Crossing was once a breeze. Mexican or American, you could stroll across the bridge in either direction, the Rio Grande slogging beneath you, and through the checkpoint in a matter of minutes, often by just declaring yourself a citizen. It was the ease of crossing that made living on the border alluring: the ability to visit a favorite relative, attend a birthday celebration or quinceañera, play in a soccer game, or party in a country other than your own. You crossed the border the way people in other towns crossed a railroad track, so fluidly that residents referred to the two cities as one: Los Dos Laredos .
Over the years, though, the one-thousand-foot walk across had become excruciating, even for those who weren’t yanked out of line the way José was. It started after the terrorist attacks of September 11, 2001, when more agents were dispatched to keep the cable-news nightmares at bay. Armed with scanners, X-rays, and political consensus, Customs and Border Patrol agents, soon to be rebranded as “Border Protection” agents, started scrutinizing every crosser, looking for reasons to turn someone away. The line into Texas could take hours now, even if your name didn’t make the feds’ hard drives spin.
José made his way between the chain-link fence that lined this section of the bridge and the metal barriers that protected him from cars inching past to his left. At around five after eight, he finally approached the kiosk and handed the agent his passport.
Do you have any weapons?
No.
Do you have more than ten thousand dollars to declare?
No.
For years his answers had been good enough. Lately, though, when the feds scanned José’s passport, they got a notification from a proprietary security platform telling the agent there was some reason not to let José pass.
This time was no different. An agent escorted him into the fading beige U.S. Customs and Border Protection building. It was a maze of offices and interrogation rooms, connected by hallways with moldy tile and wheezy elevators that seemed forever on the verge of breaking down. The whole building smelled a little like a teenage boy’s locker. There were holding cells for criminals caught crossing, furnished with nothing but metal toilets and wooden benches, handcuffs attached and waiting. There were rooms for counting currency, equipped with computer terminals and scales. There was an intake center for families, mostly Central American mothers and children who were fleeing gang violence and hoping for asylum. There were dog cages but usually no dogs. They were all outside sniffing.

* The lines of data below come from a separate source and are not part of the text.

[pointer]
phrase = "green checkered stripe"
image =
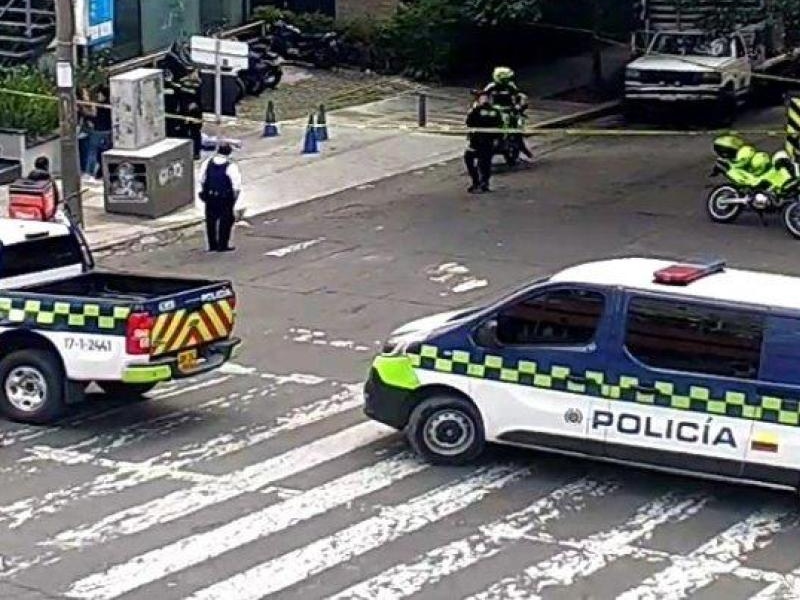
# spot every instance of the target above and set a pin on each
(735, 404)
(59, 316)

An agent patted José down and escorted him into an interview room. They called this “secondary inspection” or “hard secondary.” For José, a more apt name might have been a “We Know Who Your Brother Is, So Sit the Fuck Down for an Inspection” inspection. When José drove across, which was infrequent, they would comb his car and his person for guns, drugs, large amounts of cash, or anything else actionable. He had walked across this time, so they had to settle for what they called his “pocket trash”: the contents of a bag he was carrying and the pockets of his clothes.